By Morton Marcus
Hoosier cities often have natural areas left over from the conversion of woods to farmland and the subsequent urban development. These are patches of land, stands of trees and vistas along waterways as yet undisturbed by the generations preceding us.
We, then, have the opportunity to preserve a natural area in our time and allow later generations to explore their land use options.
Such opportunities feed greed, ego and civic virtue alike. There is a section of Crown Hill Cemetery in Indianapolis that illustrates this truism. Here, centuries-old trees survive along the northern edge of the property. In 2006 and 2007, Crown Hill, a private enterprise, attempted to sell the land for development as a commercial strip mall.
A band of citizens, guided in part by the Indiana Forest Alliance, stopped that desecration.
Recently, the U.S. Veterans Administration sought a site to honor the cremated remains of those who served their country. What better place than Crown Hill where distinguished Hoosiers (including poet Riley and gangster Dillinger) have been interred?
Crown Hill and the VA cut a deal for $850,000, and the VA designed a facility that would have cut down the ancient trees. The VA dutifully posted a notice in the Federal Register. How often do you read the Federal Register?
Pressed by concerned citizen groups, the VA conducted public meetings at which the arrogance and narrow-focus of the bureaucratic mind was fully displayed. And they gave out a party favor: emery boards — the perfect gift from those who are abrasive and out of touch with concerned citizens.

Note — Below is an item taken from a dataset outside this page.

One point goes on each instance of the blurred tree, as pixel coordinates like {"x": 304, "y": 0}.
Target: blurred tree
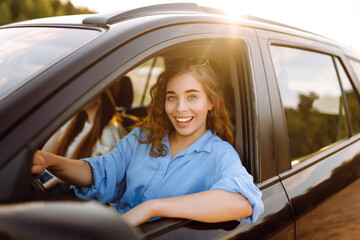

Finally, with the delayed help of a few elected officials, the VA exchanged the disputed property for other land at the cemetery. A private foundation then matched the VA purchase price, to preserve the forest’s distinctive assets and donate it to the city for a nature park.
The last I heard, Crown Hill was stalling, no doubt seeking more money, in the perpetual lust for more. What steps will the cemetery take next to obtain more money, more attention and more business? Will they transform the property from a resting place to a tourist attraction?
This brings us to another, current ill-advised effort in Indianapolis. A developer wants to cut down the small forest at an intersection on 86th Street to build a commercial/residential facility.
The acres abut the Keystone expressway and the heavily developed, commercial stretch along 86th and 82nd streets from the Fashion Center east to the Castleton Mall and beyond.
There is no evidence added commercial space is needed in this already congested Indianapolis area. But developers don’t have to demonstrate community need. All they require is financing and a compliant zoning board.
Again, a group of citizens is battling to preserve the woods, to maintain a remembrance of our inheritance and our responsibility to future generations. Wish them luck.